Dia e noite as nossas mentes vagueiam. Vagueiam de um modo errante entre o passado e futuro, através de diferentes realidades, entre nós e os outros. Neste processo de errância, as nossas mentes cobrem um território imenso, iludindo as fronteiras do espaço e tempo e indiferentes aos constrangimentos da realidade física. Não raras vezes nós encorajamos as nossas mentes a vaguear enquanto escutamos Mozart, contemplamos Dégas, ou simplesmente nos recostamos na nossa poltrona favorita. Outras vezes, é a própria mente que nos escapa quando procuramos nos concentrar  num livro ou numa conversa.

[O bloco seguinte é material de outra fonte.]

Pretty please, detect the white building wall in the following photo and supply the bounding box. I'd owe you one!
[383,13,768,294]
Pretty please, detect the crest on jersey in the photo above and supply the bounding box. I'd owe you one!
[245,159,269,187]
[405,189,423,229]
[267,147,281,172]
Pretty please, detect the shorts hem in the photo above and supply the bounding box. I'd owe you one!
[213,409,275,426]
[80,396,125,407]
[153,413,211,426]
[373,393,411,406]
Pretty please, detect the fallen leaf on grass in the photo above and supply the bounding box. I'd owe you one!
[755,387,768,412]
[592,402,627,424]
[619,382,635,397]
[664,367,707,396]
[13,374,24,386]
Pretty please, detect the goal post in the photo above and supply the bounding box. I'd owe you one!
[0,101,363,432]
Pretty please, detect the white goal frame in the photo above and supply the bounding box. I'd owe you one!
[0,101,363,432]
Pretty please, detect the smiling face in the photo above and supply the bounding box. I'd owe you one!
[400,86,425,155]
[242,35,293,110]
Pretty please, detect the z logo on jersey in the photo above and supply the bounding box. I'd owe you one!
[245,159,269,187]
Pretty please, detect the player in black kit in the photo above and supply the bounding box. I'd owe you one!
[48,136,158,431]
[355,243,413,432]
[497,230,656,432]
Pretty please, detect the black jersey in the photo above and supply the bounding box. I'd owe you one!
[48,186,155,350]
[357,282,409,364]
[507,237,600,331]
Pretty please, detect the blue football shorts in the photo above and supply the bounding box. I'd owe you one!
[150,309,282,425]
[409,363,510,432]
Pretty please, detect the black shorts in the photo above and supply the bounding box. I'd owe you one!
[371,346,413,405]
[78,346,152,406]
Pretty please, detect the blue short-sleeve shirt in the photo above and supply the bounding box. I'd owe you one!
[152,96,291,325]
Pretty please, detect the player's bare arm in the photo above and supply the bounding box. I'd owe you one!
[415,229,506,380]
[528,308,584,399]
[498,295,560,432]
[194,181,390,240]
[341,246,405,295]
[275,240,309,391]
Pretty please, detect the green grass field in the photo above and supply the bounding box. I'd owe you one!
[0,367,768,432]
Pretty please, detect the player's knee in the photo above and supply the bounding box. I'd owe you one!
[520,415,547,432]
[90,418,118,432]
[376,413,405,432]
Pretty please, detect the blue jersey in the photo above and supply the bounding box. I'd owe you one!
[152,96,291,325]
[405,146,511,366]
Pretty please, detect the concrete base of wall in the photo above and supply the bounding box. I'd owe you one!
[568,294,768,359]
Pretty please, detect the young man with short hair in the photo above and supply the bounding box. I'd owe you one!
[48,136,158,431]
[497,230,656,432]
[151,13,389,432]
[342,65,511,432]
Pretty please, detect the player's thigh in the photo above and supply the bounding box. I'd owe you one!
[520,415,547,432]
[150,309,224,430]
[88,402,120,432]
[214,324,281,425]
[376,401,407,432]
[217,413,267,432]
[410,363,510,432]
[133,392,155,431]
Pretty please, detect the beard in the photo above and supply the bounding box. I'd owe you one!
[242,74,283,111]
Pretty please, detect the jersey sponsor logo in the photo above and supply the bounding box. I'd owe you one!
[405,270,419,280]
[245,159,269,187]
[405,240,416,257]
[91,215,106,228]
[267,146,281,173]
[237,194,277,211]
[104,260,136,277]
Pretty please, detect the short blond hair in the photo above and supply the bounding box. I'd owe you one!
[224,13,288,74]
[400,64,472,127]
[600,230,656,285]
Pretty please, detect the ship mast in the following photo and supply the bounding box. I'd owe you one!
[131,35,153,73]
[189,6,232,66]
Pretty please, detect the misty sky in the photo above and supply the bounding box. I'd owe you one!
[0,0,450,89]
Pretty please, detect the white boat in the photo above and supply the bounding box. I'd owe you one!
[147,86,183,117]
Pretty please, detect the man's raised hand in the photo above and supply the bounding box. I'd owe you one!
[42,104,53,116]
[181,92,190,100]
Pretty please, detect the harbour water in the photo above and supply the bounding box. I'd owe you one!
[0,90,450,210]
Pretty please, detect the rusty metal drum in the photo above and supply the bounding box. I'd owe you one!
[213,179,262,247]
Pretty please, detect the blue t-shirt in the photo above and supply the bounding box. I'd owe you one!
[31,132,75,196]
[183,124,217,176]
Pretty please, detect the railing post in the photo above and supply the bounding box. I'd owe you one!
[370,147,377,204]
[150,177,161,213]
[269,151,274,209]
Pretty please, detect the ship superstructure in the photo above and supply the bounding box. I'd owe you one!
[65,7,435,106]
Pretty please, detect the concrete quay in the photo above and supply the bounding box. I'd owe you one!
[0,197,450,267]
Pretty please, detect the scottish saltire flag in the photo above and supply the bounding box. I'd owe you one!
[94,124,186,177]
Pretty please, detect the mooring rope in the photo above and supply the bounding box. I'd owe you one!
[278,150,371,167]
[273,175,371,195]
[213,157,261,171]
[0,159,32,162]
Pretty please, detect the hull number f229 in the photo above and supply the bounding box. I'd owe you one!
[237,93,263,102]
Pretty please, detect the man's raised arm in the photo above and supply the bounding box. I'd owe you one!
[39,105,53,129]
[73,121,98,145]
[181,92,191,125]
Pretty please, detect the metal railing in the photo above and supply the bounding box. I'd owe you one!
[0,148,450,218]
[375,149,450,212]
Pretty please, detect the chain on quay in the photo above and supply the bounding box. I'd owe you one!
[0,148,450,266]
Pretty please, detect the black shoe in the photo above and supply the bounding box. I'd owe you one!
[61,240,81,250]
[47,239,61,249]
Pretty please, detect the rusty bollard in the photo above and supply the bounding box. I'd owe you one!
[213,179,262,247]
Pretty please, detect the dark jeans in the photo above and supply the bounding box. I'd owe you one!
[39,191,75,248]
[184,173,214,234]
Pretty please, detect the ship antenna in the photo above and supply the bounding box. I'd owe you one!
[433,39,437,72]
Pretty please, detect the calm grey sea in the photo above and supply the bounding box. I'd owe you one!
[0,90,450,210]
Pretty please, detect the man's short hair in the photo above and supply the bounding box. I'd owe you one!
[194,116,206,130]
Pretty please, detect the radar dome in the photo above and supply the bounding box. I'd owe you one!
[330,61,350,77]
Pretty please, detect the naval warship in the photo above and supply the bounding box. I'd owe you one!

Sabe-se hoje que, durante o nosso estado de vigília, a nossa mente está em estado de errância cerca de 50% do tempo. Esta prevalência é ainda maior se olharmos para o que se passa durante o sonho, que constitui talvez a forma mais extrema de errância mental. 

Esta errância parece assim constituir um modo padrão de atividade mental. Curioso sublinhar que este tipo de padrão está associado a uma rede cerebral de modo padrão – particularmente ativa quando o indivíduo não é solicitado para uma atividade que implica um direcionamento específico da atenção.

Considerando a sua prevalência e ubiquidade, é surpreendente que tão pouco atenção tem sido dada pela ciência a este estado dominante de atividade mental.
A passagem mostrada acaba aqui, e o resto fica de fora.